Now that you have run three different classsification methods (decision trees, logistic regression, LDA) with various parameter settings, choose the best performing model for each method in terms of accuracy, as well as the best performing model in terms of precision (these may be overlapping but do not necessarily have to be), and evaluate the accuracy and precision of all models on the test set. This is your final model comparison and report of the models you explored.

In [None]:
# TODO: calculate accuracy and precision for the test set for the best model for each classification method
# based on accuracy and precision (which means your final comparison will include a minimum of 3 and a maximum of 6 models)
# and display your results in a easily interpretable Dataframe [6 pts]

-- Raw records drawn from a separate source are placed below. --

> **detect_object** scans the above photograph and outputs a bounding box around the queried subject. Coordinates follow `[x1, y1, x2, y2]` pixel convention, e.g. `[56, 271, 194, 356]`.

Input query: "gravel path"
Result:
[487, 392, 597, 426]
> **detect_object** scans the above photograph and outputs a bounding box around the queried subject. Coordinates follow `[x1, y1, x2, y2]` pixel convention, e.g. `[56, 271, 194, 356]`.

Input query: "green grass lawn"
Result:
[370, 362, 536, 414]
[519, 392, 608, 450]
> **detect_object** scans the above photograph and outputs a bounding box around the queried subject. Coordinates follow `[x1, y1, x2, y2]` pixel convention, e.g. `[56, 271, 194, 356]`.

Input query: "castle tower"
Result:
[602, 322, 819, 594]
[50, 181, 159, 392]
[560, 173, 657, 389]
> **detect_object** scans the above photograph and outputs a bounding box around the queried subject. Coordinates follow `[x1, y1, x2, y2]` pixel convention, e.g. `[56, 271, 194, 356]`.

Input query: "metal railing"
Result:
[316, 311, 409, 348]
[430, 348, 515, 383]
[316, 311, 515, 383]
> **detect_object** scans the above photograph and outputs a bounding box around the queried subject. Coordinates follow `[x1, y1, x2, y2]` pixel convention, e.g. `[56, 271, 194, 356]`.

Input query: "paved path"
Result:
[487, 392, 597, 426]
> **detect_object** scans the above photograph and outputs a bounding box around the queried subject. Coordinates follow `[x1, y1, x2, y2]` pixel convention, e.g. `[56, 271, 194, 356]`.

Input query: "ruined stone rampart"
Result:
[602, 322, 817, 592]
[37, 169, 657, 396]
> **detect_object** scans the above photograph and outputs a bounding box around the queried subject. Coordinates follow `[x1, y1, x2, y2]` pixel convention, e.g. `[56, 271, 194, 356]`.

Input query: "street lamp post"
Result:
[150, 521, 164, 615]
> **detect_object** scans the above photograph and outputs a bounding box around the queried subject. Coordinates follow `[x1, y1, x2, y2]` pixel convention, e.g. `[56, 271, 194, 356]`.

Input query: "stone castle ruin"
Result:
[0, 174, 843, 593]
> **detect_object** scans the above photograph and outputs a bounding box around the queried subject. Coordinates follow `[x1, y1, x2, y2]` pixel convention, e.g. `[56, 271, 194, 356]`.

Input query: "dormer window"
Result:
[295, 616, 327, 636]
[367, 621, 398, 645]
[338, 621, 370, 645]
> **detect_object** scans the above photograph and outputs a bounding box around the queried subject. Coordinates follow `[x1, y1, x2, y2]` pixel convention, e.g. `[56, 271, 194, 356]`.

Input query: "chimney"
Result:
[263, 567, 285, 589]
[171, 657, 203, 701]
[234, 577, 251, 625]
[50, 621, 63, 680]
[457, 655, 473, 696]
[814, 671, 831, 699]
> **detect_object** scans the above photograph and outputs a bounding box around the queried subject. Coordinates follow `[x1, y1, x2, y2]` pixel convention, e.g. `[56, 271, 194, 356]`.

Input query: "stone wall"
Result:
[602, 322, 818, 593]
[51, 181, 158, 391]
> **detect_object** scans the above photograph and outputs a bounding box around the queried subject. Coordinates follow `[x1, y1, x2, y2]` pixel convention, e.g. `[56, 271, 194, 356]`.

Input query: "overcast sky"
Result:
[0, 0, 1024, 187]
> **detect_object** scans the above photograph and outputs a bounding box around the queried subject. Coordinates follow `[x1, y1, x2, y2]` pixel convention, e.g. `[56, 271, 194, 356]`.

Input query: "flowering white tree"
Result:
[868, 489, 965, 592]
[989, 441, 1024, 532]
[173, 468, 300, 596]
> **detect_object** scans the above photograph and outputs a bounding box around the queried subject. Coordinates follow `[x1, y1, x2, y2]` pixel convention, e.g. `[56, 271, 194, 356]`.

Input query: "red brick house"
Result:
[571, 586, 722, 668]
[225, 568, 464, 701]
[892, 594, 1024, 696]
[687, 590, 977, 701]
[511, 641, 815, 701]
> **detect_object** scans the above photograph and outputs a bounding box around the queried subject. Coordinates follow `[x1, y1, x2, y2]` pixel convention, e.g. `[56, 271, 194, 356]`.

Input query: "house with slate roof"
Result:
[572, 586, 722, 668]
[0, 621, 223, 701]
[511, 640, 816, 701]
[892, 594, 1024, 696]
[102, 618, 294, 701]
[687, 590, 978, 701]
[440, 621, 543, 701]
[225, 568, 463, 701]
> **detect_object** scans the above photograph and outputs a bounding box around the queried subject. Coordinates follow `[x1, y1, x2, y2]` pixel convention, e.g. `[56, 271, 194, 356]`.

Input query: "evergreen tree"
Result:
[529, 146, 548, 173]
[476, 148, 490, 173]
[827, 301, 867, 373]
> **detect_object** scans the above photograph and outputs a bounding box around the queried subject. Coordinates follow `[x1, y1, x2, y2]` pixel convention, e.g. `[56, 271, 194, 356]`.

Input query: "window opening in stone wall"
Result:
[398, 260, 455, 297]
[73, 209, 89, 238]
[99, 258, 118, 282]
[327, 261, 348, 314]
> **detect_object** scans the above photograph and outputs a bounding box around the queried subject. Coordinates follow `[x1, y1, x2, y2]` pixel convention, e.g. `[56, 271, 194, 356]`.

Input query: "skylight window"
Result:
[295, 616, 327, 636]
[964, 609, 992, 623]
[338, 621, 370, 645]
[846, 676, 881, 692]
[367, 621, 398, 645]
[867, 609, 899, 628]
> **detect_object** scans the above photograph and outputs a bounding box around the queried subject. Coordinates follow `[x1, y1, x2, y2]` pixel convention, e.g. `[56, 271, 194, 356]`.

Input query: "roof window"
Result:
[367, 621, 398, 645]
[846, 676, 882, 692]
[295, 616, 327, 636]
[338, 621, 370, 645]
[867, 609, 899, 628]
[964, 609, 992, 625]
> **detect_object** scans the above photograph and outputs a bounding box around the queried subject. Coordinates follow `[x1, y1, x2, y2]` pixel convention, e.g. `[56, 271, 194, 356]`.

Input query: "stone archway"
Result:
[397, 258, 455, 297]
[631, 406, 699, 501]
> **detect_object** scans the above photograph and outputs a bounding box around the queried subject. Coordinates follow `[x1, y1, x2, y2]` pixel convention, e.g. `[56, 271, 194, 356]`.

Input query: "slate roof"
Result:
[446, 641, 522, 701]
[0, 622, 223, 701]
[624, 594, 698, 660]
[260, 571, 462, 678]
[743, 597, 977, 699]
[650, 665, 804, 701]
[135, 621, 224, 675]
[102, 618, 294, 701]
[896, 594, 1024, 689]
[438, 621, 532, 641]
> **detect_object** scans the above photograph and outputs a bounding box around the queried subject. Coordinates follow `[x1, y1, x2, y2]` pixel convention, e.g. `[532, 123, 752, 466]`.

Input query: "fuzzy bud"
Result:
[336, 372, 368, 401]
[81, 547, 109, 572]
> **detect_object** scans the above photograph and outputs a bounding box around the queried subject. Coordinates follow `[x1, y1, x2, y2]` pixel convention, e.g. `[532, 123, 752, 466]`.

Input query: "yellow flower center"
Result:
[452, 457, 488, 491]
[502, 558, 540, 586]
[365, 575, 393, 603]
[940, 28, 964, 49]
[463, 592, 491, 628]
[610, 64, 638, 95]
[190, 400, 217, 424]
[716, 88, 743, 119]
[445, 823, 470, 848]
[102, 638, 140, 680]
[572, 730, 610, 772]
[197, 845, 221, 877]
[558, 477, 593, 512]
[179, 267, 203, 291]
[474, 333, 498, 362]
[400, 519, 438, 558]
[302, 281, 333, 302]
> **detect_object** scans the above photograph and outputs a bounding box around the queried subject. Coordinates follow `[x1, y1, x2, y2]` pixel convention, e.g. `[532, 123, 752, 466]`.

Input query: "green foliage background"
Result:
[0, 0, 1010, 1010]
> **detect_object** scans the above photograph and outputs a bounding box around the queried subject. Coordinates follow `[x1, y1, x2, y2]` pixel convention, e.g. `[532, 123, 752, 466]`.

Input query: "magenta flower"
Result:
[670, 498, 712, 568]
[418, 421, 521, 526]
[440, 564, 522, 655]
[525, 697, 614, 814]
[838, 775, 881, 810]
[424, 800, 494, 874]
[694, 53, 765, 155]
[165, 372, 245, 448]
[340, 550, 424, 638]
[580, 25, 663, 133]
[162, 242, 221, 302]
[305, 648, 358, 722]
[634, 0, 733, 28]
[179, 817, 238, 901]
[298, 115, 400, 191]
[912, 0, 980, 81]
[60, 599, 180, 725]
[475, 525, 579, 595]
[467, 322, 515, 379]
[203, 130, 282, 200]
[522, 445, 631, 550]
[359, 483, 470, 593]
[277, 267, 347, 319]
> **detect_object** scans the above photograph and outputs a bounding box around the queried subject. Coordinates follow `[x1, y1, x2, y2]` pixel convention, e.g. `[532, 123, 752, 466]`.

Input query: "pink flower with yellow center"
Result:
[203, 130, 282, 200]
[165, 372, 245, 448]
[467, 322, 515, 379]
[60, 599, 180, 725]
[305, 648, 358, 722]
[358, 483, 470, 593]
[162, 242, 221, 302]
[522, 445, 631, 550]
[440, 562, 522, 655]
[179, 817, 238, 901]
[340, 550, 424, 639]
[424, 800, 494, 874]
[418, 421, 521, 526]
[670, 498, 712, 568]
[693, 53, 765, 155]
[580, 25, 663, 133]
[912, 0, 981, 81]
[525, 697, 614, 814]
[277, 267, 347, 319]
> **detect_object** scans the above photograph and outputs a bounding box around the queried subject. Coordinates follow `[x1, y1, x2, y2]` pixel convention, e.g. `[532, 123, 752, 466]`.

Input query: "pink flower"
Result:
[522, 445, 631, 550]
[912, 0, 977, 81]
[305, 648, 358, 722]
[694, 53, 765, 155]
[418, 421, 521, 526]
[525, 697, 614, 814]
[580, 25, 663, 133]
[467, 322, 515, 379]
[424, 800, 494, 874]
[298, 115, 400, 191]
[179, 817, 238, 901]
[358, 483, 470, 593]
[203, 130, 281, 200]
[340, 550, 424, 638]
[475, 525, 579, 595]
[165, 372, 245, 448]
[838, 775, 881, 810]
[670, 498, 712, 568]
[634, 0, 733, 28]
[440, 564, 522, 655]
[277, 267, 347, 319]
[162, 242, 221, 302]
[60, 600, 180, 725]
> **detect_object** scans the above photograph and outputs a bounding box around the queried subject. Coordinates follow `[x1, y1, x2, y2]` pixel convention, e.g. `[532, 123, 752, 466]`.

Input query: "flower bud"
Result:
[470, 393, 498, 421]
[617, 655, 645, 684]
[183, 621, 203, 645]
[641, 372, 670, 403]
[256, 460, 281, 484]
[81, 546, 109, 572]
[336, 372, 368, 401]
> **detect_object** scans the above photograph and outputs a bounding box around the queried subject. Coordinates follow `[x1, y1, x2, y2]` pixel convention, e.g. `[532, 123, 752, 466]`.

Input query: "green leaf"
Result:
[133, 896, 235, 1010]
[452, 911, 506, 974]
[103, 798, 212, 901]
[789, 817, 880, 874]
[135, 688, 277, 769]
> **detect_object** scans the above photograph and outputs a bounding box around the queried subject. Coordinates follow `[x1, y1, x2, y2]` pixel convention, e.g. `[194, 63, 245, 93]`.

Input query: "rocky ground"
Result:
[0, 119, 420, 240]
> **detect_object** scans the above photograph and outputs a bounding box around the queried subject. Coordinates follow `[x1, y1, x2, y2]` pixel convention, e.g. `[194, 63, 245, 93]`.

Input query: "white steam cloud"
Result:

**Short Answer Question:** Now that you have played around with these three different classsification methods (decision trees, logistic regression, LDA) across different settings, which method do you think is best suited for the heart attack prediction problem here? Which would prefer to use for identifying potential risk factors? Are these the same method or different? Why? [4 pts]

`[WRITE YOUR ANSWER HERE]`

### Bonus: Improving Feature Selection and Hyperparameter Tuning [Extra Credit: up to 10 points]

In class, we discussed how highly correlated features can sometimes affect the performance of our models. For up to 5 points extra credit, do a more thorough exploration (it is recommended to use visual aids as part of this!) of which features are correlated. Explore how removing correlated features affects the performance (as well as coefficient / feature importance estimates) of the methods you explored above.

In addition, for the sake of space here, we did not manage to do a thorough exploration of some important hyperparameters (e.g., ccp_alpha in decision trees, C for logistic regression, different shrinkage parameters for LDA). For up to 5 points extra credit, systematically explore a range of values for the 3 aforementioned hyperparameters in their corresponding methods (you should feel free to fix the other hyperparameters in this exploration). Plot the training and validation performance (accuracy and precision) and finally report the test performance for your best models.

In [None]:
# EXTRA CREDIT: TODO: explore the impact of correlated features [+5 pts]


In [None]:
# EXTRA CREDIT: TODO: explore more hyperparameters [+5 pts]


## To Submit
Download the notebook from Colab as a `.ipynb` notebook (`File > Download > Download .ipynb`) and upload it to the corresponding Gradescope assignment.